Why does it matter that women remain a vital part of the judicial system? Women in the judiciary represent the concept of inclusion in a very visible way. Unquestionably we are very different in a myriad number of ways from men, and therefore can provide a very different but equally relevant perspective in terms of life experience, thought process, and insight. These differing outlooks given consideration in judicial decision making can focus the concept of neutrality of the law from a different point of view. If the law is to remain free from bias, the addition of women in the decision-making mechanism is critical, and provides the general population with a reasonable assurance that their issues as individuals are being considered when important legal concepts are up for debate. As long as the law remains cognizant of status, gender bias will continue to be issue that requires mitigation, and the equal inclusion of women in the judicial decision-making process will continue to create a higher level of trust in our legal institutions.

Studies of the composition of appellate courts reveal that when women are present in the deliberative process, their perspective provides input that may help the other judges to see the same problem from a very different angle. A diversity of life experience can greatly enhance the conversation between judges, and can challenge or alter the facts of a matter that the court chooses to see. Imagine if the Supreme Court in Bradwell had a single female member. Perhaps the focus on the legal question of a competent individual’s ability to contract, based not on the accident of gender or marital status, would have been determinative of a different outcome.

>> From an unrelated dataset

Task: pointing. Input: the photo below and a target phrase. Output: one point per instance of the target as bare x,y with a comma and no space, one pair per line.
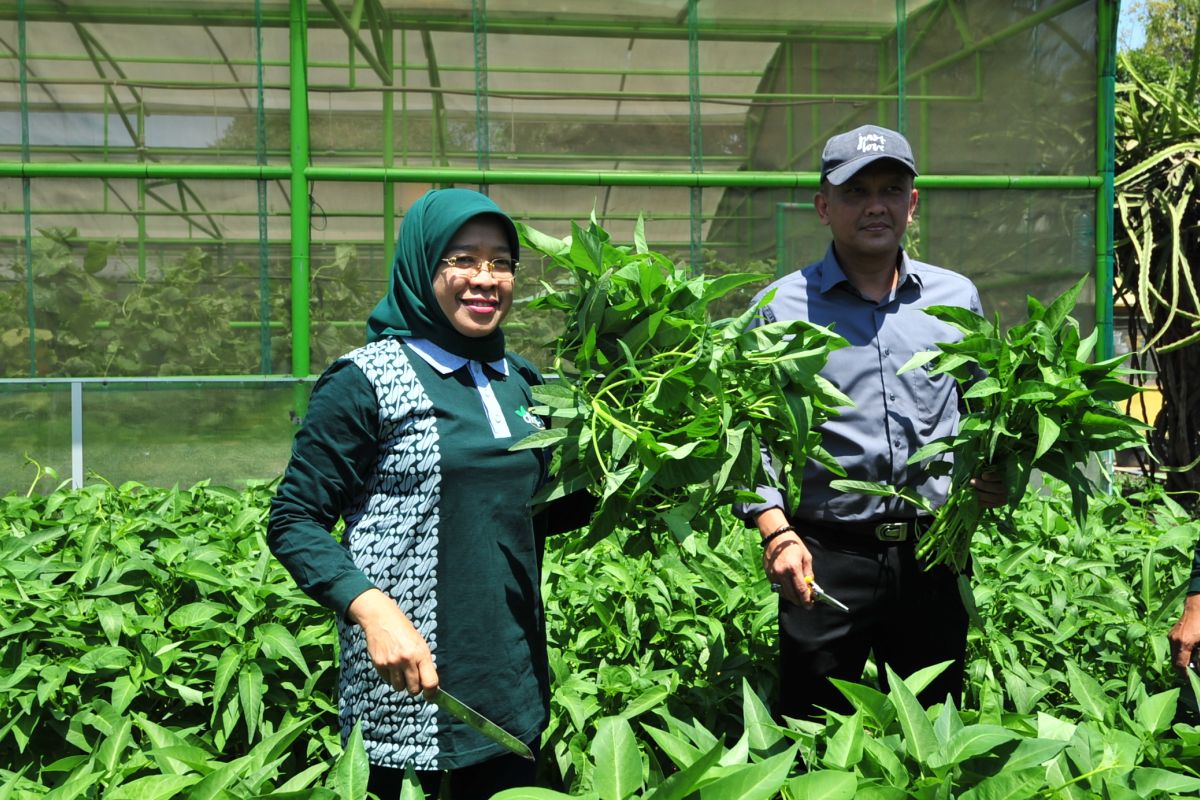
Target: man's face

Lest we forget, equality is fundamental to our form of government, and by extension our legal system. The concept of equality has definitely evolved since the inception of our society. If the rights that are guaranteed to us by our foundational documents as we understand them today are to withstand the test of time, and reflect our continually growing understanding of the many roles that women can play in an industrialized world, the full inclusion of women in the judicial system will be vital to maintaining the equitable application of the law for everyone, regardless of gender. A bench that fails to reflect the public it serves is ill-equipped to serve that public. We have done well, but we are not done yet.